Specifying an column as a sum column will cause the values of that column to be recorded as they are retrieved from the database and summed as they are generalized and combined with other tuples. When the data is printed for the user, the sum of all values will also be printed with the heading # (where the # sign specifies the sum). If the user wants any sum information to be displayed, then the column should be specified as either a sum or percent sum column before the data is retrieved. If neither “sum” nor “percent sum” are specified for an column when the data is retrieved, then the actual numeric values are discarded. Setting an column to a percent sum after the data has been retrieved requires that the data be reread from the database. If the retrieved relation is large, this could take substantial extra time.

2 Display of Percent sums

Specifying an column as a percent sum column causes the percentage of an column’s sum in proportion to the sum of all sums to be printed with the output relation. For example, if the total number of items represented by a discovery task is 10,000 and one generalized tuple represents 1,000 of these, its percent sum value would be printed as 10% under the heading % (where the % specifies a percent sum).

6 Initiating the Learning Task

When all relevant task parameters have been set, data retrieval and generalization may be started. At the stage, the target object information and the predicates are used to build an SQL query, the database is initialized with this discovery task, and the data are retrieved and stored in memory.

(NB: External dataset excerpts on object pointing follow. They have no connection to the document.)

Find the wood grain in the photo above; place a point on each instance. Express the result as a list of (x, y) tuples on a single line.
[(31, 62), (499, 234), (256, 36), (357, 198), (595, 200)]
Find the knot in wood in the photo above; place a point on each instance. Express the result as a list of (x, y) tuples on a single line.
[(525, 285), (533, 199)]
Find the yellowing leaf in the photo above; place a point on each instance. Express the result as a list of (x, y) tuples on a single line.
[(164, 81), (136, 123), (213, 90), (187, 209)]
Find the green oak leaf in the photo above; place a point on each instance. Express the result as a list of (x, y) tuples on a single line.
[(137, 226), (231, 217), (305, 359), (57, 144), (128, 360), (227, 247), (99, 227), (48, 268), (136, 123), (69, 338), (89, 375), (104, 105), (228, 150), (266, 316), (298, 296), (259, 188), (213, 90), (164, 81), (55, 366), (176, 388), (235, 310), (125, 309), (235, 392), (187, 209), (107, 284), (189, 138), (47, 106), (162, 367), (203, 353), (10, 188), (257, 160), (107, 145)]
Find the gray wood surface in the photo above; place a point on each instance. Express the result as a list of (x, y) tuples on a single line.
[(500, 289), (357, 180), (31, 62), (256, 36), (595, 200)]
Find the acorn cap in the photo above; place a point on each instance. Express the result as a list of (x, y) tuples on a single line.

After the data have been retrieved, they are immediately generalized to the column threshold and then to the table threshold if necessary. If an error occurs in any of these steps, a message will be printed and appropriate action may be taken. Otherwise, the results will be displayed on the screen and the user may then adjust various parameters to tune the results to his or her liking.

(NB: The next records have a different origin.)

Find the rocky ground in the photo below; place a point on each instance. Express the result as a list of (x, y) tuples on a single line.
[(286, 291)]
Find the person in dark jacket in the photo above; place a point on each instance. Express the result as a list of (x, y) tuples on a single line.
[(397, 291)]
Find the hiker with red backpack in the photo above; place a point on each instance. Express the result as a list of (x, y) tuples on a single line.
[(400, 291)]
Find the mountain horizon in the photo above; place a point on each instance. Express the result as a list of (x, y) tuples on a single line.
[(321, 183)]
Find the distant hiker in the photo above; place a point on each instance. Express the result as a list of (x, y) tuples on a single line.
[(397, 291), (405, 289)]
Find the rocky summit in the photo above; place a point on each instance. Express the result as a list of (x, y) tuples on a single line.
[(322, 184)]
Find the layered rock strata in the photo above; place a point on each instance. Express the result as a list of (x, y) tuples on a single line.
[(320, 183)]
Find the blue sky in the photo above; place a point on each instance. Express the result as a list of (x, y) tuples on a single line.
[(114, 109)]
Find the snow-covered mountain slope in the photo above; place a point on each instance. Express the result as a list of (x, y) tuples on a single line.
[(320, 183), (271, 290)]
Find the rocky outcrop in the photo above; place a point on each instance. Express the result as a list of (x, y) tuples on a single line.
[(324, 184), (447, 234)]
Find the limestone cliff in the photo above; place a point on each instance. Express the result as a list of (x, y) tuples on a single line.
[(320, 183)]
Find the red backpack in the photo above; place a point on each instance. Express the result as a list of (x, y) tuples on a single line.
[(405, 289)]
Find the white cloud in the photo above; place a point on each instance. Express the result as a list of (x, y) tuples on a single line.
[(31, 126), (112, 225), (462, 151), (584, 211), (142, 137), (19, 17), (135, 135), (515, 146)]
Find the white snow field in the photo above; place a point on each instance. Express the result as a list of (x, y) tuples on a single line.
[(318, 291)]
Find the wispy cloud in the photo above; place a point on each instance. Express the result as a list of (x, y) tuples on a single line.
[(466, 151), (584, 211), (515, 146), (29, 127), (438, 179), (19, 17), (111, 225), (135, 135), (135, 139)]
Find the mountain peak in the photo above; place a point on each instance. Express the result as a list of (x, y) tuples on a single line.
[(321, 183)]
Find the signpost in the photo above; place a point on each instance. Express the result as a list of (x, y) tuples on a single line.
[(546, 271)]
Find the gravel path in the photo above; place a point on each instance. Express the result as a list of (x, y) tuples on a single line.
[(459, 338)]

7 Refining the Discovery Results

The user may or may not like the results of the discovery task as he or she first formulated it. However, many of the parameters can be adjusted and the results redisplayed. The column, table and noise thresholds may all be adjusted and the results will automatically be adjusted on the screen. The user may also set or clear the counts and percent counts. If an column was specified as a sum or percent sum before the data retrieval, then sums or percent sums for each appropriate column may be set or cleared without causing the data to be reread. As mentioned above, however, if the column was neither a sum or percent sum, then setting it as either will cause the data to be reread.

In addition to the above refinements, the user may choose to further generalize the results in a step by step manner. This may be accomplished by either specifying a particular column to be generalized further or by specifying a generalization strategy which will choose an column to generalize. If the user specifies a particular column, then that column will simply be generalized one more level and the results redisplayed. Once an column has reached the most general value of “ANY”, this option will not longer have any result.

DB-Discover, version 3.4 provides two generalization strategies. The first is to reduce according to the column with the most distinct values. This approach chooses the column with the most distinct values at the current level of generalization and generalizes it one level. The other strategy generalizes the user selected column by one level.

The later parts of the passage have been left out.